Under the subjective element, a prison official acts with a culpable state of mind when "the official knows of and disregards an excessive risk to inmate health or safety; the official must both be aware of facts from which the inference could be drawn that a substantial risk of serious harm exists, and he must also draw the inference." Farmer, 511 U.S. at 837. "Deliberate indifference requires more than negligence but less than conduct undertaken for the very purpose of causing harm." Hathaway, 37 F.3d at 66 (citation omitted). To assert a claim for deliberate indifference, an inmate must allege that (1) a prison medical care provider was aware of facts from which the inference could be drawn that the inmate had a serious medical need; and (2) the medical care provider actually drew that inference. Farmer, 511 U.S. at 837; Chance, 143 F.3d at 702. "[M]ere disagreement over proper treatment does not create a constitutional claim . . . " as long as the treatment was adequate. Chance, 143 F.3d at 703. Thus, "disagreements over medications, diagnostic techniques (e.g., the need for X-rays), forms of treatment, or the need for specialists . . . are not adequate grounds for a section 1983 claim." Sonds v. St. Barnabas Hosp. Corr. Health Servs., 151 F.Supp.2d 303, 312 (S.D.N.Y. 2001).

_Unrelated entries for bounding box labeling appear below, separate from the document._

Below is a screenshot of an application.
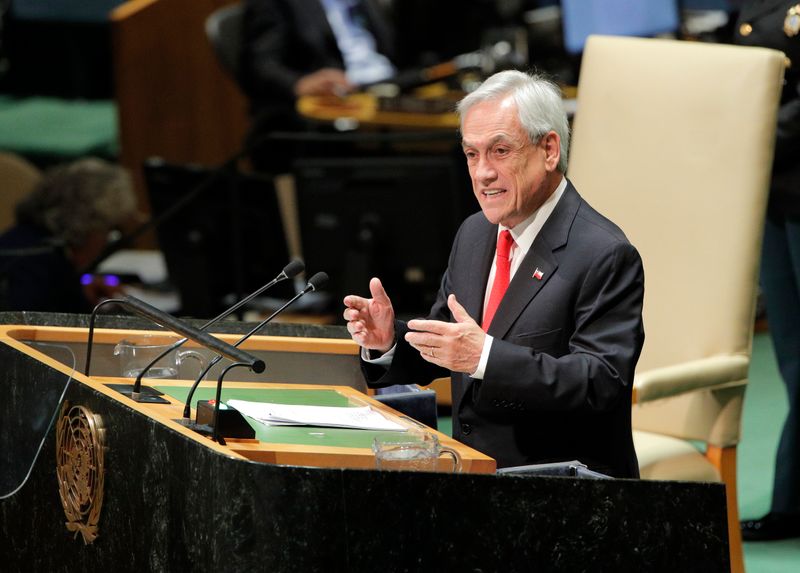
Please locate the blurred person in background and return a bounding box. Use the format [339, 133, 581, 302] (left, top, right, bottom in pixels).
[0, 158, 138, 313]
[734, 0, 800, 541]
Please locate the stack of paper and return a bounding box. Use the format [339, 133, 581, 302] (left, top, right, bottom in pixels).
[227, 400, 406, 432]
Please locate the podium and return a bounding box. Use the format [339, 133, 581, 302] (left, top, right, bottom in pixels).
[0, 313, 729, 572]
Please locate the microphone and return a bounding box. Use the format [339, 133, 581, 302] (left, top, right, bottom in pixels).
[84, 295, 266, 403]
[183, 272, 328, 432]
[134, 259, 306, 387]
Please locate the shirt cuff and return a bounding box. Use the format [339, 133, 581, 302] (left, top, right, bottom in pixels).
[470, 334, 494, 380]
[361, 344, 397, 368]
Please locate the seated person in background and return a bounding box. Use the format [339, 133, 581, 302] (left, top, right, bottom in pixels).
[344, 71, 644, 478]
[242, 0, 395, 171]
[0, 158, 137, 313]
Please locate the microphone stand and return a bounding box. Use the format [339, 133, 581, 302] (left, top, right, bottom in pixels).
[180, 273, 328, 420]
[128, 260, 305, 398]
[84, 295, 266, 403]
[211, 362, 252, 446]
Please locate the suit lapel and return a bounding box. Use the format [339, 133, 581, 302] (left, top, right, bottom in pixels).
[460, 221, 497, 324]
[300, 0, 339, 54]
[487, 182, 580, 338]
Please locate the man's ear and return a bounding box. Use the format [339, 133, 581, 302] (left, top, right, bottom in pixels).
[539, 131, 561, 171]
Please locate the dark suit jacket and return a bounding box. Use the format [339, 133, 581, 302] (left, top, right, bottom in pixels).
[734, 0, 800, 219]
[243, 0, 394, 107]
[364, 183, 644, 477]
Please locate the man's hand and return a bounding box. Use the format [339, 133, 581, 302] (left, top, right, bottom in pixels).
[294, 68, 353, 97]
[343, 278, 395, 353]
[406, 294, 486, 374]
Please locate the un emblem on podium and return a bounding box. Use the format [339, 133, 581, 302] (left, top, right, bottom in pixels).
[56, 403, 105, 544]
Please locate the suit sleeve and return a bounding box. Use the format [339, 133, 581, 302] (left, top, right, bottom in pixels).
[473, 242, 644, 415]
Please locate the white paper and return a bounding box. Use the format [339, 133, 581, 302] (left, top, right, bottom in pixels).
[227, 400, 406, 432]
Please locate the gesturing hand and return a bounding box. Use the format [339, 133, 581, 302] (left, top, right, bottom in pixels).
[406, 294, 486, 374]
[343, 278, 394, 352]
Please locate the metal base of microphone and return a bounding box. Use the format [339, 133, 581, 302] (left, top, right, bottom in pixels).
[176, 400, 256, 443]
[108, 384, 171, 404]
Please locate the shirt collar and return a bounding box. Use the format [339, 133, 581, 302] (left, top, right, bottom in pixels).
[497, 175, 567, 253]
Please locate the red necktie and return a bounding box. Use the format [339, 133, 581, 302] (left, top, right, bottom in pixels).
[481, 231, 514, 332]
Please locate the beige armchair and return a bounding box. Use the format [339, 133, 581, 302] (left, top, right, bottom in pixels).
[569, 36, 784, 571]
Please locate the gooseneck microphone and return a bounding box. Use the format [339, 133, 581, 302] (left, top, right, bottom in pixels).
[84, 295, 266, 402]
[183, 273, 328, 426]
[134, 259, 306, 388]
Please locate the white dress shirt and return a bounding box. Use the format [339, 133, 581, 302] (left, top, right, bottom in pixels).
[361, 177, 567, 380]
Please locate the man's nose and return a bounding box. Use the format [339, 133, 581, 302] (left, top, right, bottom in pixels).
[475, 157, 497, 181]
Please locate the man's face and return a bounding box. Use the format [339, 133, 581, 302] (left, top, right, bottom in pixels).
[462, 97, 561, 228]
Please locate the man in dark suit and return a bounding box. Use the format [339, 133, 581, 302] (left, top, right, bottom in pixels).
[734, 0, 800, 541]
[241, 0, 395, 170]
[344, 71, 644, 477]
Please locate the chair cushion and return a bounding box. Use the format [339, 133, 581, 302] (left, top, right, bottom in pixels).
[633, 431, 721, 481]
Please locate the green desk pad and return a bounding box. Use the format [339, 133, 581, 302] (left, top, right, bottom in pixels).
[0, 96, 118, 160]
[156, 385, 405, 448]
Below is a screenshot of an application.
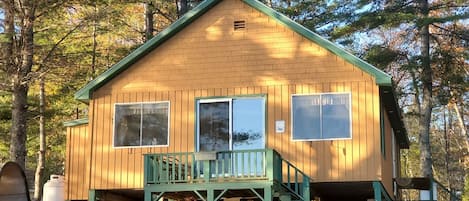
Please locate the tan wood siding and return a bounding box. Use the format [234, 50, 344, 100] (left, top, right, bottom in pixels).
[72, 1, 388, 192]
[65, 124, 91, 200]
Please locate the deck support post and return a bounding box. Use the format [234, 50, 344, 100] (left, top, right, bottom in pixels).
[264, 186, 273, 201]
[203, 160, 210, 182]
[301, 177, 311, 201]
[373, 181, 382, 201]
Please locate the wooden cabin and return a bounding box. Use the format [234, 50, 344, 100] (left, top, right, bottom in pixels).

In this case, even assuming that Coffeey's mental condition was a "serious medical condition" sufficient to establish the objective element of the Eighth Amendment analysis, Coffeey's conclusory allegation that "he did not see a doctor regularly," is not supported by admissible proof. Coffeey does not present any evidence that he requested and was denied medical treatment. Indeed, the record belies Coffey's claim and establishes that Coffeey was treated by physicians and nursing staff, and continually monitored by SCTAs during his four day confinement in the side room. Dkt. No. 25 at 7, 15-19, 25-26, 28-57; Dkt. No. 26 at 39-51; Dkt. No. 26-1 at 2-10, 13, 16-18, 25, 31. During an examination by Dr. Elizabeth Farnum on June 3, 2013, Coffeey complained that he did not see a doctor but when he was asked why he needed to be seen, Coffeey stated that he did not request a doctor and that he was not experiencing any problems. Dkt. No. 26-1 at 21. Coffeey's "dissatisfaction" with his level of care and course of treatment does not support a finding of deliberate indifference. See Soto v. Wright, No. 11 Civ. 2289, 2013 WL 474291, at *5 (S.D.N.Y. Feb. 1, 2013) (citations omitted).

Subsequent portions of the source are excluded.